If you're interested and aren't willing to take OP's word for it, the 90s are recent enough that you can probably read contemporary news articles/opinions pieces about him online (and almost certainly at your library). You can also read up on his views/life on Wikipedia.
He was a super-rich guy, who had had too many people telling him he was a genius for way too long (reminds you of anybody?), and so was way too sure of himself. A bunch of his ideas were crazy, which doesn't mean others weren't trying to dismiss his views.
All shoe sizes should only be small, medium, and large. He really did have a lot of very ridiculous ideas. He also had a lot of extremely good ideas and incredible understanding of socioeconomic conditions.
His book “United We Stand” with modern context is quite amazing considering it came out in the early 90s.
Powerful people like those who control both parties and our news media don’t tolerate outsiders. When you have the power any deviation from status quo is a threat. A side effect of this is that voters stop listening to the talking heads and politicos when they call some political outsider a dangerous loon even when that may be a valid point.
I had a similar experience when I learned about Ron Paul back around the 2008 election. It was also the first time I had my eyes opened to information suppression when Fox News edited some of his answers out of rebroadcasts of debates.
Same! I actually watched the debate live (on AFN) while in Iraq (deployed), and when I got home and got into discussions about it with friends I had a hard time believing we had watched the same debate. Turned out we didn't, they had watched the edited version. That was extremely eye opening
The GOP/Bushes blackmailed him into dropping out of the election by using his daughter, threatening to out her as a lesbian right before her wedding. How thick a skin do you need for that?
My comment was more in general, not about any one event. Apparently he was also a conspiracy theorist and this whole thing about an attempt to disrupt his daughters wedding seems to be one of those, and he admitted he had no evidence.

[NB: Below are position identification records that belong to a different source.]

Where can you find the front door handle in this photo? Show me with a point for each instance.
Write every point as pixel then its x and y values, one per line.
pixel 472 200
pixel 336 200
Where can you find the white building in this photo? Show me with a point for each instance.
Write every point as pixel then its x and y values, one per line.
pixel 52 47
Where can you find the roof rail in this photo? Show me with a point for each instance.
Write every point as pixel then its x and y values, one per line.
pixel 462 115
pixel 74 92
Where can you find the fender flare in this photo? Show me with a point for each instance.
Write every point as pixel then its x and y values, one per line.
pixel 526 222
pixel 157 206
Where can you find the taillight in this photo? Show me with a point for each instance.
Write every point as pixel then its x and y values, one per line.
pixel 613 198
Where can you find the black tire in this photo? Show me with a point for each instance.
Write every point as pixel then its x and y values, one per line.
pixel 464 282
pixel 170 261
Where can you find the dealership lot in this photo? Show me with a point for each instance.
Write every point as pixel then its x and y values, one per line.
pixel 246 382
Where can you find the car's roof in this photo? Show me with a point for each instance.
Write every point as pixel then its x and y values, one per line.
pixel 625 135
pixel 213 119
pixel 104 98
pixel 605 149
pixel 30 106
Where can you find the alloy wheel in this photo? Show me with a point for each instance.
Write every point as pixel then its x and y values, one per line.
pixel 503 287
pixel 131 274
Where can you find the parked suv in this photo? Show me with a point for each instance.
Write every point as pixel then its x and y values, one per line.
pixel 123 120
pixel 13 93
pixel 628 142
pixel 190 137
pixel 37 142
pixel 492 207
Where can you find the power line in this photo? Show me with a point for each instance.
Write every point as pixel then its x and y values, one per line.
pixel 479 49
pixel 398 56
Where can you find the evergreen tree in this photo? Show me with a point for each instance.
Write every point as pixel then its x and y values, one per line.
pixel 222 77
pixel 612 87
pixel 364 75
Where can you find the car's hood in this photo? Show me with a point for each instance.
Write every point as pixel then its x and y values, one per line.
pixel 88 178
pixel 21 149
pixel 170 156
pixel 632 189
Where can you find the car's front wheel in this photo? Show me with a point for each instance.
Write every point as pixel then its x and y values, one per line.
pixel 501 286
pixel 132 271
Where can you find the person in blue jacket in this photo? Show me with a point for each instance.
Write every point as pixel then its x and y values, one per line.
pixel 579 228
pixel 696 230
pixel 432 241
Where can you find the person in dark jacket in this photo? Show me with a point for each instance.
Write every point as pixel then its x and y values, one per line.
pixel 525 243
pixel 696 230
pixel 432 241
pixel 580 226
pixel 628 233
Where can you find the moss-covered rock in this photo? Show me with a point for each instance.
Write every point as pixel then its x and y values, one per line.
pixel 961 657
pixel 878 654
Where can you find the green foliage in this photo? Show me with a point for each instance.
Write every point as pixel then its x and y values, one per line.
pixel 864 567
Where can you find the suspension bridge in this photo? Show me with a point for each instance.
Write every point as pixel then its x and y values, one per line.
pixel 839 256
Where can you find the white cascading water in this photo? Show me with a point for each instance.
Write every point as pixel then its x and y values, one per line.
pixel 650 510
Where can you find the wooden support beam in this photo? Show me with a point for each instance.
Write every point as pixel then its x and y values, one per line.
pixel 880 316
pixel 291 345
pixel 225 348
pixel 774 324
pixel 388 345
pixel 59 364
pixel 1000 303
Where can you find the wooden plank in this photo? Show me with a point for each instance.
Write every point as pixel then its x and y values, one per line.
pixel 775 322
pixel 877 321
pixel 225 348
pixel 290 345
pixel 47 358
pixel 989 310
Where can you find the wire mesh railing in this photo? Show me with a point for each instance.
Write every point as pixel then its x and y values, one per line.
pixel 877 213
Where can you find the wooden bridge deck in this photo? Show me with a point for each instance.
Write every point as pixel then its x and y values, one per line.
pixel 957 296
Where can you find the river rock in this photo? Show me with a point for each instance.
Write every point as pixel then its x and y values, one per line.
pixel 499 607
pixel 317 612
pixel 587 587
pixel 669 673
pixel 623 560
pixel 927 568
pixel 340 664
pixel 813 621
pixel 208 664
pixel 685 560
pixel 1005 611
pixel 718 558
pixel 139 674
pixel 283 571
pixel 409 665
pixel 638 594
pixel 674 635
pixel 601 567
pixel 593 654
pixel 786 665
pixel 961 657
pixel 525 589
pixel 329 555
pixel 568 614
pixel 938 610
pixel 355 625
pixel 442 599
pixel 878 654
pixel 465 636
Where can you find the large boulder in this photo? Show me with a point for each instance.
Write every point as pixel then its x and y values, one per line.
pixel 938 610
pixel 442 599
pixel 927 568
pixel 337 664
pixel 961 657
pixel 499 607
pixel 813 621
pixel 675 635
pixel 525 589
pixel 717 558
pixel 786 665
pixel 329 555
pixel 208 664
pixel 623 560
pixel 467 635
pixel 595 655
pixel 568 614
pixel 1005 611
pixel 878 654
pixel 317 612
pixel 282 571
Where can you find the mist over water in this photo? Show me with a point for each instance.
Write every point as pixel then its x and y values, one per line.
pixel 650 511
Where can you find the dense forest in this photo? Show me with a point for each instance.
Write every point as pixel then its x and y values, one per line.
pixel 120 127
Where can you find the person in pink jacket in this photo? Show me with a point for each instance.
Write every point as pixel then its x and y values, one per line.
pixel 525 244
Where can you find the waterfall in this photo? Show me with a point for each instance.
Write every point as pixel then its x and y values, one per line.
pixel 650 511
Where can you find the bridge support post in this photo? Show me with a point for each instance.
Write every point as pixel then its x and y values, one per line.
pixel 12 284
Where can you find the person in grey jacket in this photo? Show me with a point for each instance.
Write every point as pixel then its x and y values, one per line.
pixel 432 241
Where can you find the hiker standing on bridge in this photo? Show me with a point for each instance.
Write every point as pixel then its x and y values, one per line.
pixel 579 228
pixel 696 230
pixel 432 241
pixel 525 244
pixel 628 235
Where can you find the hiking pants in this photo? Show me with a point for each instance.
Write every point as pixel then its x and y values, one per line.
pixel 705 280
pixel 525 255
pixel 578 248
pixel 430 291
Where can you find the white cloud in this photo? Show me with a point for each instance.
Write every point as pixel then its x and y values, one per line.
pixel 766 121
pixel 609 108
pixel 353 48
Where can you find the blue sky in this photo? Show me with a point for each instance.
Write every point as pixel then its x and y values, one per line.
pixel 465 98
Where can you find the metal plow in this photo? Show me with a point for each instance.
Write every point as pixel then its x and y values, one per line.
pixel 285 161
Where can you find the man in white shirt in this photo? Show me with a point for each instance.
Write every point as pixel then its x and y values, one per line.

I remember the debates around the time, though, and what most people said was that shipping manufacturing jobs out of the united stated would actually create prosperity here so that the manufacturing types could "move up" into less menial work. They're saying the same thing now, and although it _does_ seem that that did happen in the 90's when all the manufacturing jobs went offshore, it doesn't seem to be happening now.